Niko thank you very much!. Imo from this perspective, which is how I, too, am seeing it, virtually everything K wrote and said was disingenuous in that he pretty obviously was leaving himself out of his tabulations and therefore was, for others, functioning as an authority, so the center, and in some psychological as well as physical way he was feeding off of this. He talked about eating meat, and I read someplace, though cannot now find the quote, that he said he would rather die then eat meat, though I did find a mention of eating meat in the quote below. So the implication is that not eating meat is not a habit? That has to be false in that people can eat meat or not eat meat either consciously or unconsciously.
http://www.jkrishnamurti.org/krishnamurti-teachings/print.php?tid=937&chid=642
“If I may point out – not that you must obey or follow or conform – but if one may suggest, don’t please just merely accept and say: ‘Yes, we do live in a habit, what about it, what shall we do?’ But rather, be aware of it, be conscious of it, be alive to the habits that one has – not only physical habits, like smoking, eating meat, drinking, which are all habits, but also the deep-rooted habits in the psyche, which accepts, which believes, which hopes, which has despair, agony, sorrow. If we could together go into this problem, not only of habit but also of fear, and perhaps thereby come to the ending of sorrow; then there may be a possibility of a love that we have never known, a bliss that is beyond the touch of pleasure.”
Actually if looked at in context, he was mostly talking to young people (such as myself) in the sixties and seventies, and this is the kind of over-generalized material that people at that time were very prone to fall for, especially if they had, when listening, the kind of very strong experience his talks were designed to create (which kind of experience I surely did have). Actually, “…what shall we do?” is an intelligent question, and sure enough, after denigrating it, he then does proceed to tell people what to do….

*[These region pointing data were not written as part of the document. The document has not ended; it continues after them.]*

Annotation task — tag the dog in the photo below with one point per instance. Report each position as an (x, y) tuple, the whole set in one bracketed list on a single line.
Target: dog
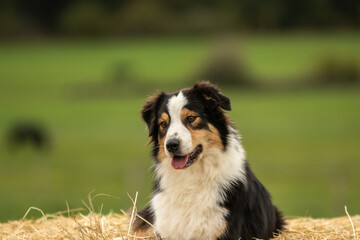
[(204, 187)]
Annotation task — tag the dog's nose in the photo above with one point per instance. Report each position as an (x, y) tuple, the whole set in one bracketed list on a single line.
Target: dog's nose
[(173, 145)]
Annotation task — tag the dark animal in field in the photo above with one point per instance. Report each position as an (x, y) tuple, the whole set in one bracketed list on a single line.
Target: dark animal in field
[(28, 134), (204, 187)]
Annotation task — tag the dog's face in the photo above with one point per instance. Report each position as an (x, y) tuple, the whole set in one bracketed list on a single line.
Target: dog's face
[(186, 124)]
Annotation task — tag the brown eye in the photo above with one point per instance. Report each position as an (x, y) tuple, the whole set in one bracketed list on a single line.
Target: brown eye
[(190, 119), (163, 124)]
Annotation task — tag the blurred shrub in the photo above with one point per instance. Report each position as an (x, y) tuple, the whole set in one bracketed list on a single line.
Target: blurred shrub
[(85, 18), (10, 21), (335, 71)]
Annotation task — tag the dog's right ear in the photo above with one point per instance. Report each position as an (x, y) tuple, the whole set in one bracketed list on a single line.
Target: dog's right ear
[(149, 111)]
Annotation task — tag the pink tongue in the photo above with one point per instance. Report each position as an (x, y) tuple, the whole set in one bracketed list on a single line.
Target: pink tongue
[(179, 162)]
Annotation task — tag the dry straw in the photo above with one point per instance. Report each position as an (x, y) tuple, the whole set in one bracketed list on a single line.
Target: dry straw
[(118, 226)]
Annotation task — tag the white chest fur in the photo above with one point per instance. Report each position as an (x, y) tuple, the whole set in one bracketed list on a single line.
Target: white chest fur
[(188, 205)]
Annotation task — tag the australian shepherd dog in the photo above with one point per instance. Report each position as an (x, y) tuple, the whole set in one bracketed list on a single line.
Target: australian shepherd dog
[(204, 187)]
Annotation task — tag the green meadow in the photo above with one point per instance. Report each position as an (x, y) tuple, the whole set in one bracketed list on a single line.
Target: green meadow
[(304, 145)]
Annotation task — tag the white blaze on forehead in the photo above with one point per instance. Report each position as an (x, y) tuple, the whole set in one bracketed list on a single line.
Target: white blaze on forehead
[(177, 128)]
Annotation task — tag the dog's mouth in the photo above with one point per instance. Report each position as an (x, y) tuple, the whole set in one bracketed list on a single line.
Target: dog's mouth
[(180, 162)]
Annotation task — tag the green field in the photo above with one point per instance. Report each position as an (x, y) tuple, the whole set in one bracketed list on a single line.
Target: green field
[(303, 145)]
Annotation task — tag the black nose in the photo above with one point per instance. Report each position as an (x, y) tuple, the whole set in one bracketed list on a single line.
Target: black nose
[(173, 145)]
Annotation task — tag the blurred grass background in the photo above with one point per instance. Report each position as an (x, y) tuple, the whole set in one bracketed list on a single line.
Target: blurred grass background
[(300, 120)]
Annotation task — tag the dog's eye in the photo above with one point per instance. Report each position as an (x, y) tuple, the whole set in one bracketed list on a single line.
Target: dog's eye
[(163, 124), (190, 119)]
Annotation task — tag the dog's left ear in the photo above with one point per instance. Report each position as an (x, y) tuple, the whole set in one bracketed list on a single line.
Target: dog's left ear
[(149, 110), (212, 95)]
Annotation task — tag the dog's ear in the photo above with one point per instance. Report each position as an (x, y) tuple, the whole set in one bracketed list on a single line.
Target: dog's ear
[(149, 110), (212, 95)]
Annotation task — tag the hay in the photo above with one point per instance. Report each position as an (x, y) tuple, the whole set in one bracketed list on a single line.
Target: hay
[(116, 226)]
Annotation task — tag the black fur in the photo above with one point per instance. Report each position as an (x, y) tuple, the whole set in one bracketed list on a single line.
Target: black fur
[(251, 213)]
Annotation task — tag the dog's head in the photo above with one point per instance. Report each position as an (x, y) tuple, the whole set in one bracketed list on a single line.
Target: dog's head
[(186, 124)]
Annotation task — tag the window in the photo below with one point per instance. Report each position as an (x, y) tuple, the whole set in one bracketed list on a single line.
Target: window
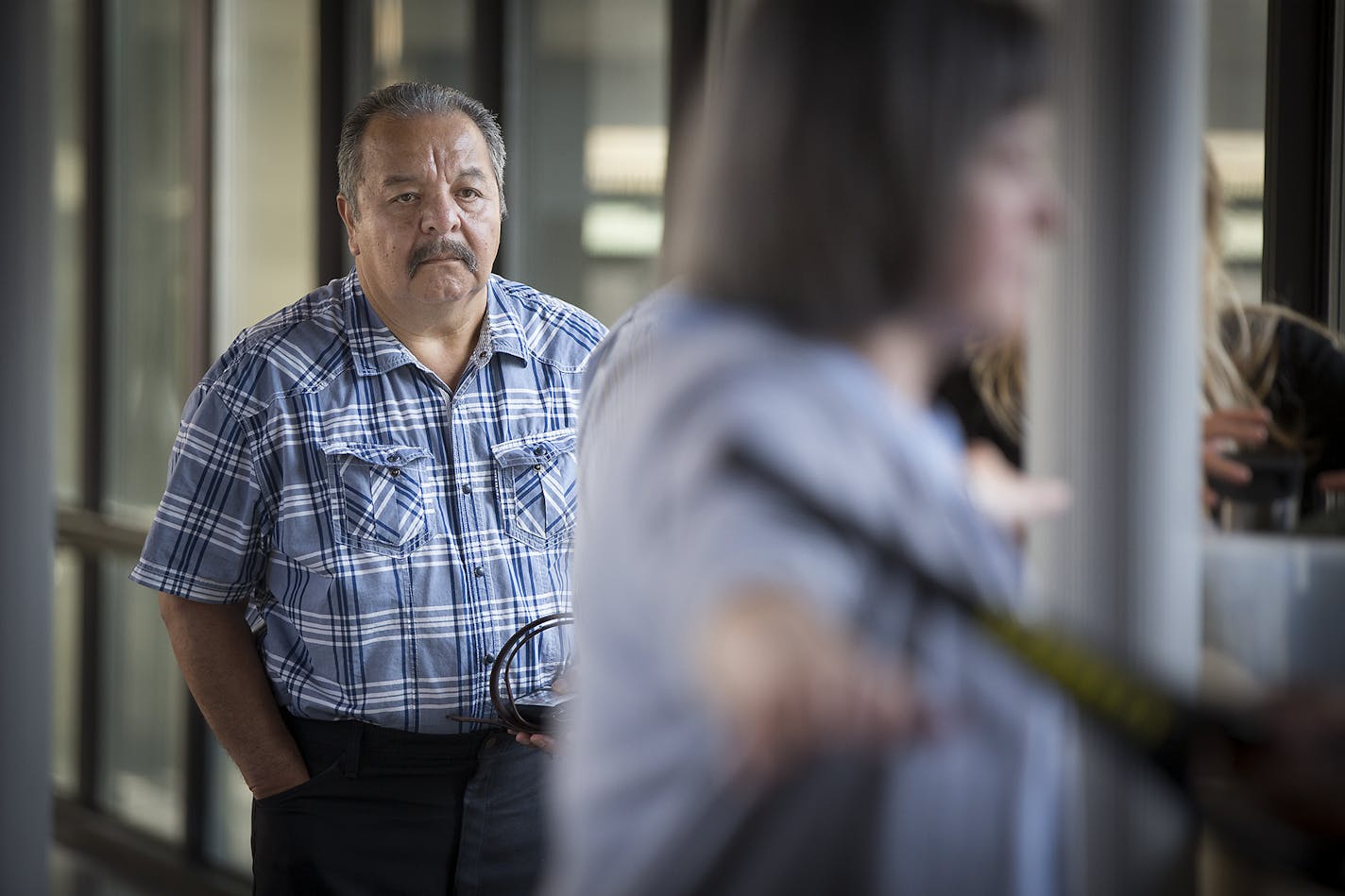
[(1236, 132), (587, 129)]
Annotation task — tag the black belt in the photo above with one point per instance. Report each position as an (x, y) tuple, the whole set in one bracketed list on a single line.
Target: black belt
[(368, 750)]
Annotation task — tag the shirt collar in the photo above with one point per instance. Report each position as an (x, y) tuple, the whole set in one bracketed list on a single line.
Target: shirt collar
[(376, 350)]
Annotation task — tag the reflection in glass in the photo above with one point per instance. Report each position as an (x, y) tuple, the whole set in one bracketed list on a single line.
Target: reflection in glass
[(67, 243), (422, 41), (265, 205), (149, 203), (587, 130), (65, 673), (1236, 136), (143, 709)]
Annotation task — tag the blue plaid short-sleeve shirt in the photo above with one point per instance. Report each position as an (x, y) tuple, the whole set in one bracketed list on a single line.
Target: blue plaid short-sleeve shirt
[(389, 533)]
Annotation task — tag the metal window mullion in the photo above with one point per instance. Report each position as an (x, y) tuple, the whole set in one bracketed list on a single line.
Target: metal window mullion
[(94, 431), (199, 79)]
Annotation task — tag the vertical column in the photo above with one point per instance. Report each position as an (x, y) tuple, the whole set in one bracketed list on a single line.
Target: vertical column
[(1114, 373), (26, 533)]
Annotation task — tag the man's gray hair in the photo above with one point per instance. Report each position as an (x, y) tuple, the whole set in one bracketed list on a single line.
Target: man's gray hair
[(411, 100)]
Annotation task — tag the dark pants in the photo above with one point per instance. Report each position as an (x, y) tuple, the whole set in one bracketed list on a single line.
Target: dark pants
[(392, 811)]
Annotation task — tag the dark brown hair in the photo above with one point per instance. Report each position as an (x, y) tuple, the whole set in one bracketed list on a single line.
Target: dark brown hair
[(831, 144)]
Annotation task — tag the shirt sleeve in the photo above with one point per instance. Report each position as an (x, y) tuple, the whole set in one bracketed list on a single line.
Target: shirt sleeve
[(208, 540)]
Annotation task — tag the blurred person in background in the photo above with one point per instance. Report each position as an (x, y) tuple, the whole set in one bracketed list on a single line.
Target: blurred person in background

So was talking to all of these crowds of young people and repeating with various wrappings the same set pattern over and over, which he did with very limited modification until he died, was a habit? Once you see through it then it is over. Does it happen all at once? I suppose that is technically possible, but for me I had to think about it as I was very heavily conditioned by all of the strong experiences I had in relation to K.
At this point for me all of his talks are filled with glaring inconsistencies. The major question that comes up is–can over-generalization be a form of deceit? I think we already know the answer as it is a no (know) brainer, at least in overt instances, but on a subtle level, how does that work, and more importantly, if it is happening, what is a possible antidote?